THERE was jubilation at the finish line as more than 8,000 people enjoyed a sunny Walk the Wight.

From Bembridge to Alum Bay, walkers could be seen on trails right across the Island, taking part in Mountbatten's flagship annual event.

People had touching reasons for walking for the charity, and others simply enjoyed the challenge and the scenery.

The County Press was at the finish line earlier today and spoke to some of the participants.

Among the youngest to walk the entire 26 miles were Henley Savagar, nine, and his sister Esmae, seven, who walked in honour of their great grandmother Nanny Norah, who died in December.

Their mum Amie said: "They did amazing. We stopped twice to change socks and have an ice cream. They stayed focused and positive, and were even doing cartwheels when we reached the monument.

"All the marshals were brilliant and cheered them on.
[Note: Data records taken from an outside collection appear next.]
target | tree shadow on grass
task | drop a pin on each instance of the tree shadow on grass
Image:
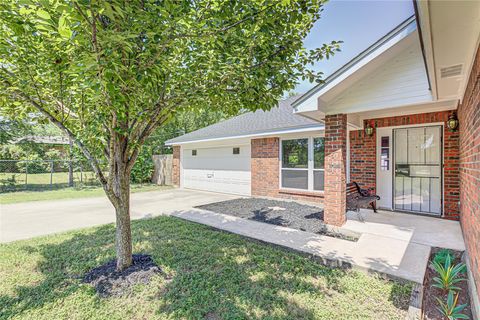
(211, 274)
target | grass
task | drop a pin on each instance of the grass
(42, 180)
(68, 193)
(208, 275)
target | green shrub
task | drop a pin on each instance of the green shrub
(448, 275)
(450, 309)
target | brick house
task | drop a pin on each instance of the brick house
(385, 120)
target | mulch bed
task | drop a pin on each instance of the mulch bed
(281, 213)
(430, 293)
(107, 281)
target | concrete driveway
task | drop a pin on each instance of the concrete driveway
(31, 219)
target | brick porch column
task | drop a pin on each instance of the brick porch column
(176, 166)
(335, 169)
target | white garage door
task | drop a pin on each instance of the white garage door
(218, 169)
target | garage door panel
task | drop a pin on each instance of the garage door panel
(218, 159)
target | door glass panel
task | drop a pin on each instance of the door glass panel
(416, 194)
(418, 171)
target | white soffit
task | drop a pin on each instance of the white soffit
(397, 80)
(382, 50)
(450, 33)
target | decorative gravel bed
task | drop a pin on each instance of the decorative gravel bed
(281, 213)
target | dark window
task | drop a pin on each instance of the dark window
(297, 179)
(295, 153)
(318, 180)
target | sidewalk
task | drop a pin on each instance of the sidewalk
(399, 251)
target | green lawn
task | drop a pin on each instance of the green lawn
(68, 193)
(208, 275)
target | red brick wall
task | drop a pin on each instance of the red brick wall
(469, 117)
(362, 159)
(335, 169)
(266, 173)
(264, 167)
(363, 155)
(176, 166)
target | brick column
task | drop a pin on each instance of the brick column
(264, 167)
(176, 166)
(335, 169)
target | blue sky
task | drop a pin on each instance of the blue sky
(358, 24)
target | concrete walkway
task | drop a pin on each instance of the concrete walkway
(30, 219)
(390, 243)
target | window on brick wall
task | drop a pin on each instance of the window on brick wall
(302, 165)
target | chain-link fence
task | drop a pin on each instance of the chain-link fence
(19, 175)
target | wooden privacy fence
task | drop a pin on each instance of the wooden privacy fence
(162, 173)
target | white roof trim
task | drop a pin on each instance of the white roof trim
(252, 135)
(309, 101)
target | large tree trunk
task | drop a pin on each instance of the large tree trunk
(123, 235)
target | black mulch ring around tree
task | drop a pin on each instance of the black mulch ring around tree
(281, 213)
(107, 281)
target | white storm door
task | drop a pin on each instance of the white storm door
(384, 167)
(418, 169)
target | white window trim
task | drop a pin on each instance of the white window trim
(310, 165)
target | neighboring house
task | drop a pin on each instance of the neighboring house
(381, 120)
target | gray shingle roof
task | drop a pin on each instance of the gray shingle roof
(252, 123)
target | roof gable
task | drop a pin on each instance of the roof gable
(357, 68)
(401, 80)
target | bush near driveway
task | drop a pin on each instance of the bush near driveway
(208, 274)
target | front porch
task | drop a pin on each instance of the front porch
(392, 244)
I’m so immensely proud of them."

Adam Anstey, 54, of Newport, walked with his friend Malc Sheath, as the pair have done for about 20 years now.

Adam said: "It was the hardest one I've ever done, because I'm getting older, but I'm still up for next year. How could I not, my mum was at the hospice and they were brilliant."

Martin Pritchard, 69, of Newport, said the walk takes him a bit longer each year, but he completed it in a very respectable eight hours 45 mins. It was his 11th Walk the Wight.

He said: "There is always a brilliant atmosphere so I had a good time."

Ten soldiers from the 216 (Parachute) Signal Squadron walked the full route with their custom burgan bags on their backs. They heard about the walk from Cpl Dave Page, who is from the Island. The group were on a military history and culture visit to the IW.

They walked at, for them, a leisurely pace, getting to the finish line in exactly nine hours.

Isabella Partington, 13, walked the second half with dad Yasin and dog Archie.

She said: "It was good fun and just showed how many people really care about the charity and are supportive of it."

Mountbatten chief executive Nigel Hartley walked the eight-mile flat walk this year, which made a change as he usually walks the entire 26 miles.

He then travelled to the Alum Bay finish line to cheer on the walkers and volunteers who were dishing out medals.

He said: "It is always amazing to see all the people, doing the walk for all the right reasons, it is a really overwhelming day. We had amazing weather.

"Thank you to everyone for coming out and supporting us."